He gestured to the couch and Wilson's mouth dropped open. He shook his head, dumb. House's jaw flexed and he wagged his hand, dismissing his own rejection complex as though it were nothing. Wilson, it seemed, had done some serious damage of his own – with what he _didn't_ say.

"It wasn't until the heat-wave that I thought of this. Good thing I didn't have money riding on it." House let his hand fall to his side and studied Wilson, grim and tired. "I'm not wrong."

In the silence that followed, it seemed unreasonable that the birds continued gaily outside the window and that the bustle of the hospital went on beyond the doors. Distantly, Wilson was relieved to note that the DDX room through the wall was still silent; House had sent his team away before he began. It was just him here and House, locked in with his secret.

He'd been staring between House's eyes as he noticed all this. Now, they began to merge. The gaunt, lined, unshaven face became a blur of crags and a ceaseless, cavernous mouth. A piercing, cyclopsian eye bored into him, pinning him to empty air, pressing relentlessly. The room shifted like a Tilt-a-Whirl.

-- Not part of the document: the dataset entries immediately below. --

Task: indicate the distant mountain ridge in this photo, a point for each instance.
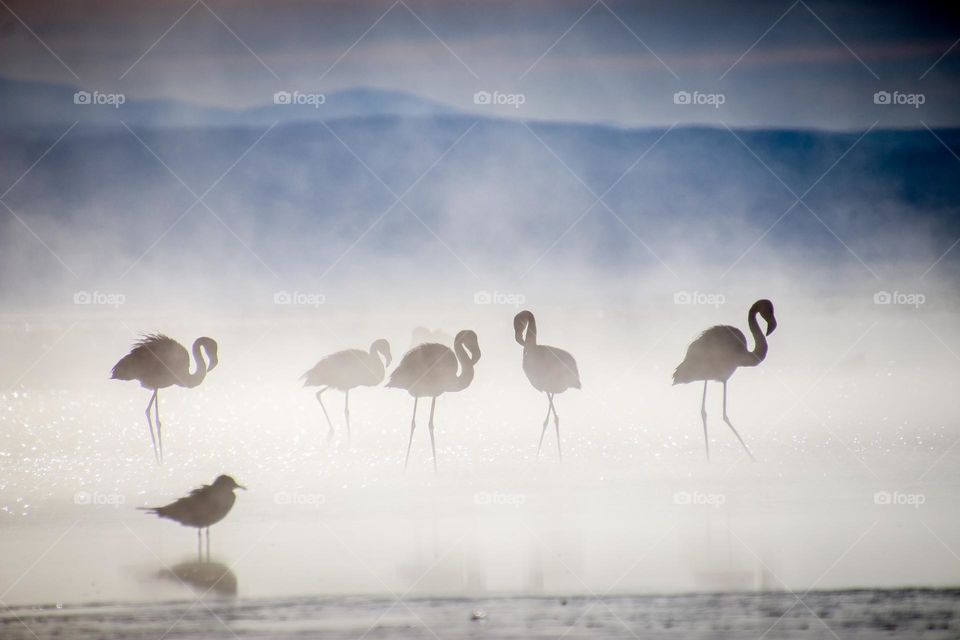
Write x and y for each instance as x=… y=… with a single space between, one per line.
x=498 y=194
x=46 y=104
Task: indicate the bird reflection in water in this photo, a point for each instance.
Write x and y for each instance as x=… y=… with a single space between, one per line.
x=204 y=577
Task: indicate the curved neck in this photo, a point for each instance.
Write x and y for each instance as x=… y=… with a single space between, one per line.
x=463 y=380
x=759 y=352
x=526 y=330
x=376 y=360
x=200 y=372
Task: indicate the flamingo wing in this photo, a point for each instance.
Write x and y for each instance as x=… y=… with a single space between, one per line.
x=425 y=370
x=345 y=370
x=155 y=360
x=714 y=355
x=551 y=369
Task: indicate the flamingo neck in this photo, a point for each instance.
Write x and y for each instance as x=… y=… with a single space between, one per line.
x=526 y=331
x=463 y=380
x=759 y=352
x=200 y=372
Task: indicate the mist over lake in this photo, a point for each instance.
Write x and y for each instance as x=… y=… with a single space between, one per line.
x=670 y=293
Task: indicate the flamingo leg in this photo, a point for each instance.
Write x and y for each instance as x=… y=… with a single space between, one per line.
x=413 y=425
x=325 y=414
x=546 y=421
x=153 y=439
x=703 y=416
x=156 y=410
x=729 y=424
x=433 y=446
x=346 y=412
x=556 y=424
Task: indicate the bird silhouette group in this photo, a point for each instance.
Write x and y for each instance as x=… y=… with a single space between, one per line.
x=428 y=370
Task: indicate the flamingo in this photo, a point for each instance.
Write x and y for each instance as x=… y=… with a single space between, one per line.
x=717 y=353
x=348 y=369
x=204 y=507
x=429 y=370
x=548 y=369
x=157 y=362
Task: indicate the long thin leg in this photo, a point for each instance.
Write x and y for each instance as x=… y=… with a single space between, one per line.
x=433 y=446
x=156 y=409
x=153 y=439
x=546 y=421
x=556 y=424
x=413 y=425
x=703 y=416
x=346 y=412
x=729 y=424
x=325 y=414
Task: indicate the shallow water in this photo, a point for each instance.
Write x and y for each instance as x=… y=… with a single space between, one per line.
x=849 y=614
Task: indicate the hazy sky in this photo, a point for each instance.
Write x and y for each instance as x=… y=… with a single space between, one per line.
x=782 y=63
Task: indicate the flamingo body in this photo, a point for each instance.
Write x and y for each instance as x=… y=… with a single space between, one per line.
x=721 y=350
x=549 y=369
x=346 y=370
x=714 y=355
x=430 y=370
x=427 y=370
x=157 y=362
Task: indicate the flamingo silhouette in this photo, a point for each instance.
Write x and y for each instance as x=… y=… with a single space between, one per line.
x=429 y=370
x=348 y=369
x=718 y=352
x=157 y=362
x=548 y=369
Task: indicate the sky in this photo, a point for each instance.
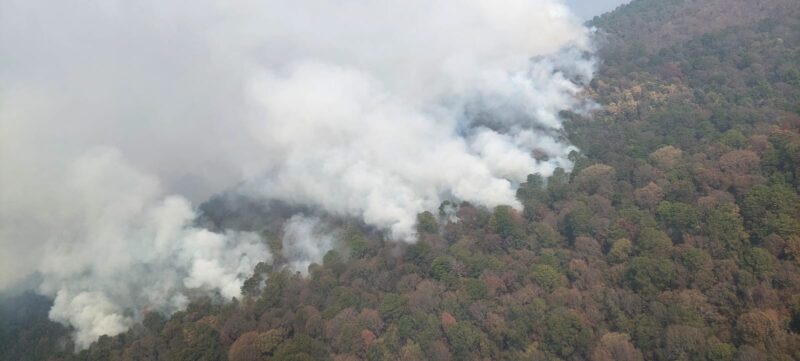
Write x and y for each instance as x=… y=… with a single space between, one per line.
x=118 y=117
x=587 y=9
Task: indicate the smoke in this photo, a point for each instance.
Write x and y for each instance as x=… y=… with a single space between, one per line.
x=115 y=116
x=115 y=247
x=305 y=241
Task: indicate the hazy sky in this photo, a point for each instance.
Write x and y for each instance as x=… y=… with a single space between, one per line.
x=587 y=9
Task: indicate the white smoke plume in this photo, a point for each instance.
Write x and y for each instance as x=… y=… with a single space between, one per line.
x=377 y=110
x=306 y=241
x=116 y=247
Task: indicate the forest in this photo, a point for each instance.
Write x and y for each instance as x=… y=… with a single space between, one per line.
x=675 y=237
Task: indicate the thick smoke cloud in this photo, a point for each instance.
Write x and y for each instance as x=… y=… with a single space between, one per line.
x=376 y=110
x=305 y=241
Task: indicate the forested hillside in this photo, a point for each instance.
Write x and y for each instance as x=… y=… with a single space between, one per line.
x=676 y=237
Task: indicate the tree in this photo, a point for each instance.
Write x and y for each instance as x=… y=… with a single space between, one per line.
x=547 y=277
x=771 y=209
x=393 y=306
x=725 y=229
x=648 y=275
x=620 y=250
x=565 y=334
x=615 y=347
x=426 y=223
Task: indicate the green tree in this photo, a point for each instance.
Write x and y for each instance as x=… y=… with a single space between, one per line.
x=565 y=334
x=547 y=277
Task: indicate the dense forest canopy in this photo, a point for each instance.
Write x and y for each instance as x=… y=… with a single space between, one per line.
x=675 y=237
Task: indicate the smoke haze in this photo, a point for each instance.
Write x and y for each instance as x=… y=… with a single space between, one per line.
x=115 y=116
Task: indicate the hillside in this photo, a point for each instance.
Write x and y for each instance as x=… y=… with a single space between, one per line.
x=676 y=237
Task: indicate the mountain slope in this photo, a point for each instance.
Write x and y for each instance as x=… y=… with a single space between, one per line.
x=676 y=237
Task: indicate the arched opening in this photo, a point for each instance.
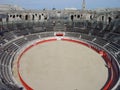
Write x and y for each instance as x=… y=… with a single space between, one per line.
x=109 y=19
x=26 y=17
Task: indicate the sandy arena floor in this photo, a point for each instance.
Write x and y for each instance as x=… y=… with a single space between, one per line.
x=63 y=65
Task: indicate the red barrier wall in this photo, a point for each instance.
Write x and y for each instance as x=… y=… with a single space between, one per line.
x=102 y=53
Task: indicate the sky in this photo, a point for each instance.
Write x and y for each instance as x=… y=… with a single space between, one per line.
x=61 y=4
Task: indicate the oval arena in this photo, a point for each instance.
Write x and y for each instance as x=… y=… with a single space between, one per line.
x=68 y=49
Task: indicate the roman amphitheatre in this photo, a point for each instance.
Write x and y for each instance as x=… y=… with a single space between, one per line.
x=66 y=49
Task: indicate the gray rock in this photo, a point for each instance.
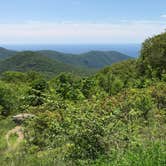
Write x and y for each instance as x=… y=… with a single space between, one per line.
x=22 y=117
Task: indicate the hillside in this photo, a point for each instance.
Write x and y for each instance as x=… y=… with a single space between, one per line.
x=28 y=60
x=92 y=59
x=5 y=53
x=114 y=117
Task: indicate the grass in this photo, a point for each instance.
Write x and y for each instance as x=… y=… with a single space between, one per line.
x=5 y=126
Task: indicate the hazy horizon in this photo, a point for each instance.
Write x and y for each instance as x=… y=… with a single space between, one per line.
x=80 y=21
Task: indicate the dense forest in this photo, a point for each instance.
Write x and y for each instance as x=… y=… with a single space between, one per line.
x=114 y=116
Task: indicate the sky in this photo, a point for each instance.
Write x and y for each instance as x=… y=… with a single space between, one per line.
x=80 y=21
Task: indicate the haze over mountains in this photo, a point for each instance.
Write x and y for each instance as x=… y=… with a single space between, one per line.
x=54 y=62
x=128 y=49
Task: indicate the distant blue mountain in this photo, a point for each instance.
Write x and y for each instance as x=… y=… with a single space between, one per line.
x=128 y=49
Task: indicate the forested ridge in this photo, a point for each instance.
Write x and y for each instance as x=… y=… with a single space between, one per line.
x=117 y=116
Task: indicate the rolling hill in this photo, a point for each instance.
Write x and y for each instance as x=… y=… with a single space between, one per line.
x=5 y=53
x=92 y=59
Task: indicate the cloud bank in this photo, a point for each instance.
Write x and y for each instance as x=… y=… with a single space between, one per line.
x=32 y=32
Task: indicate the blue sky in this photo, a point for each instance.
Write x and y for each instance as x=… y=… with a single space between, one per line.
x=80 y=21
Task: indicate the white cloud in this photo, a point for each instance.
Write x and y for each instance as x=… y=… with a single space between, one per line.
x=163 y=16
x=69 y=32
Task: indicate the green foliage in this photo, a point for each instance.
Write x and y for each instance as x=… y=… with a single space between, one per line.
x=153 y=56
x=116 y=117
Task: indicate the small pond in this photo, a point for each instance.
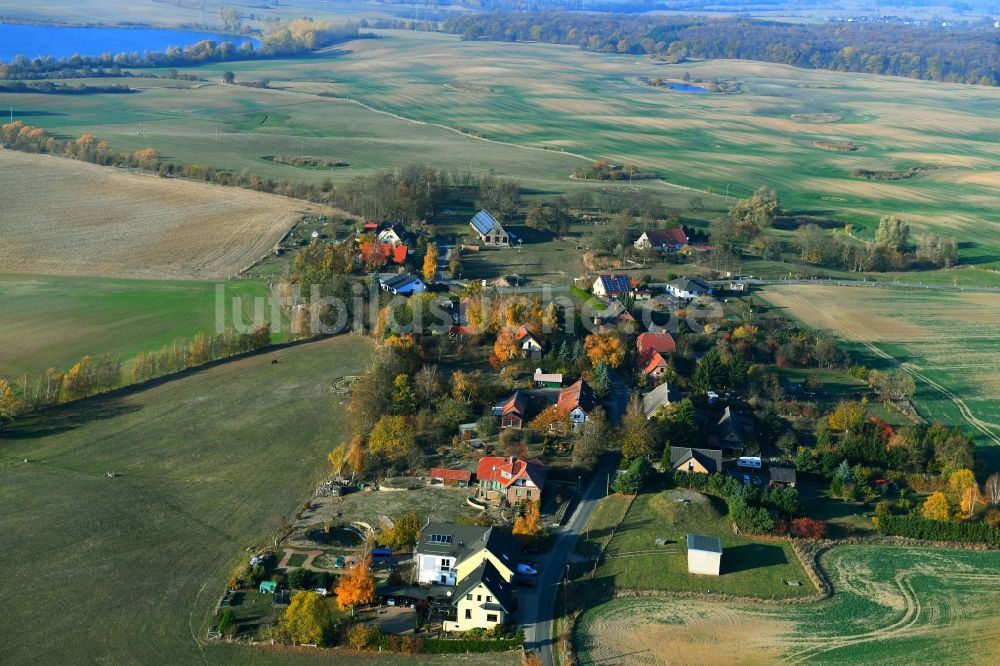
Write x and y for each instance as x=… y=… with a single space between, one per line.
x=687 y=87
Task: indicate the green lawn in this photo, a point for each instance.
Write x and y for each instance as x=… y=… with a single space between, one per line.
x=128 y=569
x=49 y=321
x=633 y=560
x=890 y=606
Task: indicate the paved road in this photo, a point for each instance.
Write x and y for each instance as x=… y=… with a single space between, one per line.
x=537 y=604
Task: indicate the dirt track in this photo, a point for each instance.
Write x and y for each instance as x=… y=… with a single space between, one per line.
x=62 y=217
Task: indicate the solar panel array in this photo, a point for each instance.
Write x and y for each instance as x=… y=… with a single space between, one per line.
x=483 y=222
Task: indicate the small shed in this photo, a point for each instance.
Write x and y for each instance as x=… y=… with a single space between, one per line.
x=452 y=478
x=704 y=554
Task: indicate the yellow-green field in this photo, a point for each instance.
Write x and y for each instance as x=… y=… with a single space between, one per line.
x=948 y=341
x=890 y=606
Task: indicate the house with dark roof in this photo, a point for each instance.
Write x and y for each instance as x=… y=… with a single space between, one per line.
x=781 y=476
x=491 y=232
x=689 y=288
x=612 y=285
x=663 y=240
x=658 y=397
x=510 y=479
x=704 y=554
x=451 y=478
x=531 y=346
x=578 y=400
x=447 y=552
x=697 y=461
x=482 y=600
x=403 y=284
x=511 y=411
x=729 y=429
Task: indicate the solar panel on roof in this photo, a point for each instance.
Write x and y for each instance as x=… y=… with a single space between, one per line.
x=483 y=222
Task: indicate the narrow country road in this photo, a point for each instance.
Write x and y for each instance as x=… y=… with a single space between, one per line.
x=537 y=604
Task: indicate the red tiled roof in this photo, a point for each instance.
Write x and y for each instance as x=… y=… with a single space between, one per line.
x=651 y=361
x=493 y=468
x=394 y=253
x=667 y=237
x=661 y=342
x=451 y=474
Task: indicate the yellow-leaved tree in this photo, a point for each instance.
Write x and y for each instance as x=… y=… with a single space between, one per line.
x=357 y=586
x=430 y=262
x=528 y=523
x=393 y=436
x=307 y=619
x=936 y=507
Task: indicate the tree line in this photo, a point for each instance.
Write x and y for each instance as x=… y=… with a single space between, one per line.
x=279 y=39
x=958 y=56
x=92 y=376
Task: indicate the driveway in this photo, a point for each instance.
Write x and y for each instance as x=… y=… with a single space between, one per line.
x=537 y=604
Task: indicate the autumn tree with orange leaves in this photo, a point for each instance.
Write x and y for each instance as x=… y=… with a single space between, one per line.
x=357 y=586
x=606 y=347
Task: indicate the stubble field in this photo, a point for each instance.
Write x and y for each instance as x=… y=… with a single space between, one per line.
x=890 y=606
x=948 y=341
x=63 y=217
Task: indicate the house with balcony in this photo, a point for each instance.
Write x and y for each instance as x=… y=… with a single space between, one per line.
x=510 y=479
x=446 y=553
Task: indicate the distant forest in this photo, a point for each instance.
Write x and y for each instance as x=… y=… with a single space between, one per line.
x=936 y=54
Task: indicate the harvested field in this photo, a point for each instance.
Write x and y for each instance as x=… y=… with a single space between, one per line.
x=948 y=341
x=890 y=605
x=62 y=217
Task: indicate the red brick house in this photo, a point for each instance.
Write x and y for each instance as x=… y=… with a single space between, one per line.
x=510 y=479
x=451 y=478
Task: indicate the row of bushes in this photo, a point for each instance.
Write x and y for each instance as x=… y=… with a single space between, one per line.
x=917 y=527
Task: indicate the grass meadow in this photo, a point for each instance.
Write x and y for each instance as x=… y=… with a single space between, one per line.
x=949 y=341
x=52 y=321
x=128 y=569
x=890 y=606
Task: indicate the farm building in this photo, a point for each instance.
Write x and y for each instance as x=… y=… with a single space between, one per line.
x=510 y=479
x=579 y=400
x=781 y=475
x=490 y=231
x=451 y=478
x=704 y=554
x=612 y=285
x=696 y=461
x=511 y=411
x=658 y=397
x=689 y=288
x=547 y=379
x=403 y=284
x=392 y=233
x=664 y=240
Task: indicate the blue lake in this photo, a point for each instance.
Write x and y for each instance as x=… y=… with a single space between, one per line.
x=64 y=41
x=685 y=87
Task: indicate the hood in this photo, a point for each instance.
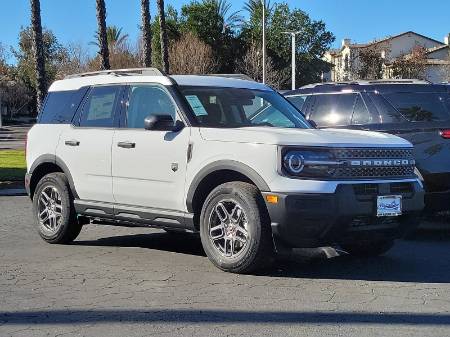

House strode across the room, rounded the desk and his fingers locked around Wilson's wrist again, holding on until the floor straightened out. His grip was as tight as before, but not so fierce. The warmth of his skin spread outwards, reassuring.

"You're an idiot."

House let go roughly enough to jerk his arm, make the cuts twinge and sting under their dressing. The cold beat of the air-conditioner chilled the place where his hand had been, started Wilson shivering in the filtered draft. House set off for the door, anger circling around him like a private vanguard. But the rest of his army could be deployed anywhere. There was no way, _no way_, House would let this go. He'd probe and sneak and hack in and pry until he found proof. Wilson was good at hiding this; he'd practiced long enough. But there were scars and his scalpels, there was a whole process, and someday, somehow, House would find it. Even if he had to spike every coffee machine in the hospital with sleeping pills, strip Wilson naked and take photographs to prove it. He'd do it. But what would he do _with_ it?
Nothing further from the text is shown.